18 Mar 2008

Iraq War Crimes: Australia Is Complicit

Chris Doran examines Australia's role in Iraq:
Global cheerleader and spruiker for the invasion, Australia's complicity hardly ended there. Abu Ghraib couldn't have happened if the Australian military hadn't helped keep it secret.

Australia sanctioned the nightmare of Guantanamo by allowing the US to torture its own citizens, Mamdouh Habib and David Hicks, depriving them of the most basic notion of human decency, let alone rights, and then allowed Hicks to be used in a despicable show trial to parade his "guilt".

Fallujah? The attack was designed, carried out, and led by an Australian general, James Molan.

It was an Australian company, AWB, that paid $300million in illegal bribes to Saddam to guarantee wheat contracts. This was followed by Australia's attempt to convert Iraq into a free-market corporate dependent state as a member of the Coalition Provisional Authority after the invasion.
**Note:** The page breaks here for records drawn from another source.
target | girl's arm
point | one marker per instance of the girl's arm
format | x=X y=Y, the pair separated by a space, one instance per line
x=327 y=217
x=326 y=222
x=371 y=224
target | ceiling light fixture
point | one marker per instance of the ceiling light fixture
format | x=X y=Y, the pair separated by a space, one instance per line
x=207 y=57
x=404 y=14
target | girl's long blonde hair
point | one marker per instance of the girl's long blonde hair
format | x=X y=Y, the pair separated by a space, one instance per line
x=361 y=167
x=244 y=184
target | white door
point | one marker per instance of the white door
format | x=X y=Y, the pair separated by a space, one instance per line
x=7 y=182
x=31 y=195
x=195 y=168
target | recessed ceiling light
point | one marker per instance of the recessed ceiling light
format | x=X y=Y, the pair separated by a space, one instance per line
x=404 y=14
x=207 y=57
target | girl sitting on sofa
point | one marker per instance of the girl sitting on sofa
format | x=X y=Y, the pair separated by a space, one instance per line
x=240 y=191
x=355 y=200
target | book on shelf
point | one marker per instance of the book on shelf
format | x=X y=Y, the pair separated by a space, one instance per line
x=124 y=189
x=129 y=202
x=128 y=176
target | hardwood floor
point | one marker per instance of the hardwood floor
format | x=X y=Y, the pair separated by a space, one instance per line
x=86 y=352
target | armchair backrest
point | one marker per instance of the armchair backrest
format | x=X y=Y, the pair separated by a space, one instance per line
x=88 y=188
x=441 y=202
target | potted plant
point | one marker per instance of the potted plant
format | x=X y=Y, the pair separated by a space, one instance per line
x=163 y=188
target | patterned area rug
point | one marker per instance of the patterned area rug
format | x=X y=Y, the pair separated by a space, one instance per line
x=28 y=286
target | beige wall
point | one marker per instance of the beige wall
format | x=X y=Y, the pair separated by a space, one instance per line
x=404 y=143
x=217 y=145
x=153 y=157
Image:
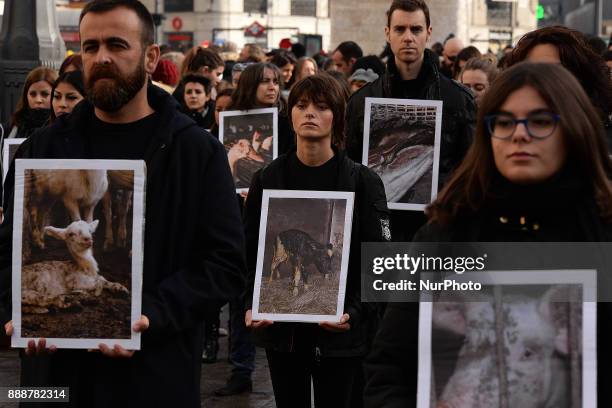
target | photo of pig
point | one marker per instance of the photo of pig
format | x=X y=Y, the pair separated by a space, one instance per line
x=537 y=364
x=76 y=275
x=303 y=253
x=250 y=139
x=402 y=145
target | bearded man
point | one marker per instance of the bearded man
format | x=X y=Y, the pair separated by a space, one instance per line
x=193 y=243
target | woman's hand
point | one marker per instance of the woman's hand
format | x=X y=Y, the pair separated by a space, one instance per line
x=340 y=327
x=255 y=324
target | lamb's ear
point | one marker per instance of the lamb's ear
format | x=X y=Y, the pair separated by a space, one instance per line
x=93 y=225
x=59 y=233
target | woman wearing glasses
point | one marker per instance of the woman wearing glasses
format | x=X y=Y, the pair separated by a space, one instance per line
x=538 y=171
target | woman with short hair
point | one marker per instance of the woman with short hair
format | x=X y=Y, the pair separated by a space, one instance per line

The authority put nearly all of Iraq's industries up for sale, with foreigners able to purchase 100 per cent of Iraqi companies, including banks, and export all the profits. Tariffs and duties were practically eliminated.

Australia's most prominent and shameful role in the authority was restructuring Iraq's agriculture, where it focused on guaranteeing AWB wheat contracts while introducing a system of monopoly patent rights over seeds and vastly facilitating corporate dominance of Iraq's agriculture. Iraqi agriculture is now devastated, unable to compete with cheap imports such as Australian wheat.

And then there's the oil. For the past year, the Iraqi Parliament has been under immense US pressure to pass legislation which would essentially privatise oil for Western firms. Iraqi civil society and trade unions are in a desperate struggle to ensure oil remains under Iraqi control. US rhetoric that the law is about ensuring a fair distribution to all Iraqis is laughable. The legislation has nothing to do with fairness, and everything to do with what the coalition hasn't been able to acquire by force: Iraq's oil.
Doran suggests that the Australia people voted for Rudd because they want us to get completely out of Iraq (whether or not that's what Rudd was really promising), and this democratic wish should not be ignored.